Shinichi Atobe

In dance music, anonymity used to be a currency as stable as gold. To be a “mysterious techno artist” was to present an alpha confidence about the only thing that mattered: the music. For some, it was an anti-commercial gesture. Detroit’s Mike Banks held that concealing his face emphasized the durability of his talent, “because as a man you’re frail, but your work can stay in humanity forever, like the Egyptians,” the Underground Resistance member told The Wire in 2007. But somewhere along the way, self-effacement among techno artists became an increasingly silly cliché, a Shutterstock image for a Berlin DJ starter pack. The pursuit of facelessness has occasionally cannibalized dance music’s Black heritage; some white producers have adopted racially ambiguous pseudonyms in the name of cultivating mystique. At a moment where Black techno artists are spotlighting their identity to re-center their position in dance music, a stronger desire for attribution is, to borrow a good line from Twitter, probably the energy we need right now.

If secrecy’s stock is plummeting in electronic music, it’s been interesting to see Shinichi Atobe, a famously mysterious techno artist, beginning to open up. His new album, Yes, arrives with the same sunny disposition of its housey predecessor, 2018’s Heat, and a rare headshot of the Saitama-based producer—included, possibly, as a response to rumors he is actually his sometime Chain Reaction labelmate Vainqueur. Sloughing off the dub techno of Atobe’s first two records, Ship-Scope and Butterfly Effect—between which lay a 13-year gap and not a single word from the artist—his latest LP is closer in style to house aesthetes like DJ Sprinkles or the late Boston producer Callisto. Where Yes stands apart is in its inherent optimism—in a couple cases, the mood comes close to a deep contentment. On “Lake 2,” piano and organ keys skate with the ease of Moon Safari-era Air or Italo house producer Don Carlos. In the hands of an extrovert, “Yes” might have been called “Yay!”—its descending, major-key piano chords evoke an everyman joy, while a whistling harmony seems ready to swing open a studio door and say, “Honey, I’m home!”

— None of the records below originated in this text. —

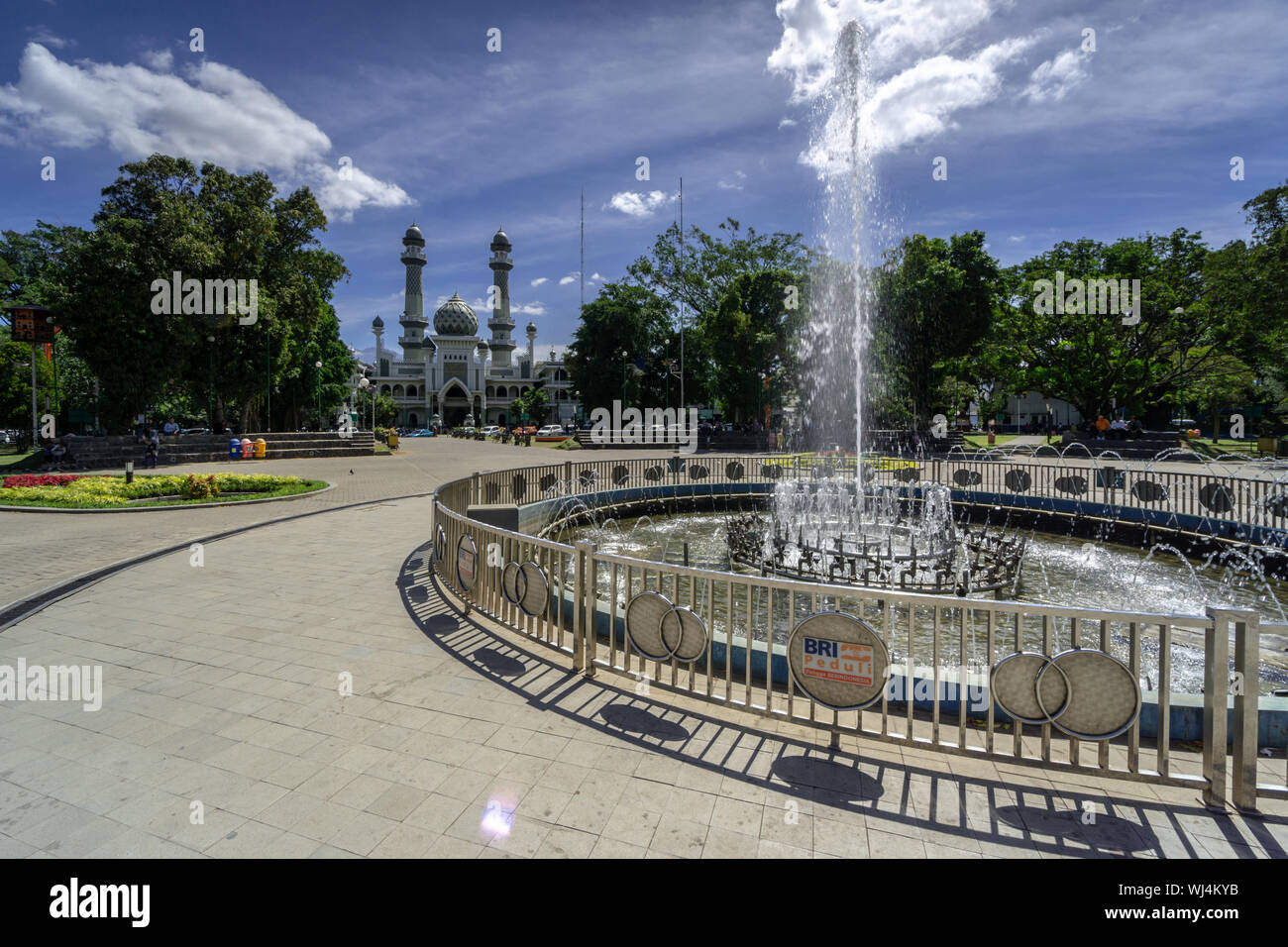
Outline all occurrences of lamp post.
[46,316,60,423]
[265,316,273,432]
[206,335,215,430]
[358,374,376,432]
[313,361,322,430]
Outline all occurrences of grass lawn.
[0,474,327,510]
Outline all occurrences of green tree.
[698,269,805,420]
[873,231,1001,424]
[46,155,351,428]
[0,340,53,443]
[620,218,812,403]
[566,283,679,415]
[510,380,550,425]
[992,228,1231,424]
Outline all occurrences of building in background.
[371,224,577,428]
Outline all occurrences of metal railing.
[432,455,1288,810]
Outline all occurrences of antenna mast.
[680,177,686,415]
[577,191,587,318]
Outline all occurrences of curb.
[0,489,434,633]
[0,480,344,513]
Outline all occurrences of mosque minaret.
[371,224,577,428]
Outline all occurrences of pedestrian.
[143,428,161,468]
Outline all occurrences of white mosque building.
[370,224,577,428]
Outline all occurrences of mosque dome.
[434,292,480,335]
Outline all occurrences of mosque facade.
[370,224,577,428]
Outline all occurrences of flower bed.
[0,474,85,488]
[0,474,326,509]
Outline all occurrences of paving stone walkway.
[0,489,1288,858]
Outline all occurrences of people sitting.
[143,428,161,468]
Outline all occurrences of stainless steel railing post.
[1203,608,1241,811]
[1232,612,1261,813]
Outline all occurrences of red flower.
[0,474,81,489]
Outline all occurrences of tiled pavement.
[0,438,675,607]
[0,489,1288,858]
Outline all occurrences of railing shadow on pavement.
[396,543,1288,858]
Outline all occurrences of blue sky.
[0,0,1288,355]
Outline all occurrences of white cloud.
[27,26,76,49]
[802,36,1035,170]
[768,0,1012,102]
[139,49,174,72]
[1024,49,1091,102]
[604,191,678,218]
[0,43,412,220]
[305,163,412,220]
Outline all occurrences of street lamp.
[265,314,273,430]
[206,335,215,430]
[313,361,322,430]
[358,374,376,432]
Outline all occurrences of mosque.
[369,224,577,428]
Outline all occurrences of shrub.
[183,474,219,500]
[0,474,82,489]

However much Atobe’s music has changed, it’s still recognizably his in at least one way: those sharp, throat-tickling trebles that could make a stone cough. They’re an acquired taste. Matt Colton, the mastering engineer for most of Atobe’s records, admitted treating Butterfly Effect’s “bright,” “cold-sounding” pre-masters with warmer mids and fatter lows. Even if we accept that Atobe’s nettling claps and rimshots are a feature rather than a bug, Yes’s hi-fi polish intuitively seems like a less forgiving environment. Somehow, though, it comes together, thanks to some nice contrasts of space and texture. “Lake 2”’s shaker has a satisfying safety-match scrape, and works as a gentle brake on Atobe’s cruising keys. And the mallets on “Rain 3,” which might remind you of a cartoon spider scrambling out of a bathtub, are set amid floaty, holographic synth figures. You may notice that the trebles are slightly softer than usual. With a couple of comparable tracks on Heat—especially “Heat 4”—the effect could be like having your skull scratched from the inside.

Where Heat introduced warmth to Atobe’s music, Yes has made it smooth. (Only “Ocean 7,” a Drexciyan étude of questing chords, and “Loop 1”’s echo of Scion’s early Chain Reaction classic really break from the theme.) Nothing makes the case as emphatically as “Ocean 1.” As it opens with an irresistible g-funk bassline, the scene quickly assembles itself: palm trees, Venice Beach, lowriders on an endless boulevard. “Ocean 1” fills out nicely with honeyed wafts of synth and Atobe’s typically elegant piano accents. But the trilling guitar that suddenly struts through, a third of the way in? A real chef’s-kiss moment, best enjoyed on a dancefloor—although the point at which we can safely share little moments like these is, for now, dance music’s most pressing mystery. As for Atobe, it’s funny to wonder whether he’s taken cues from Burial about seclusion and productivity. Reasonably secure in the knowledge that he isn’t the figment of a German man’s imagination, we can probably abide the not-knowing of his life story. But there are still so many questions, the most immediate of which might be this: After all those years of inactivity, how is it that Atobe came to be this reliable, this prolific, or this good?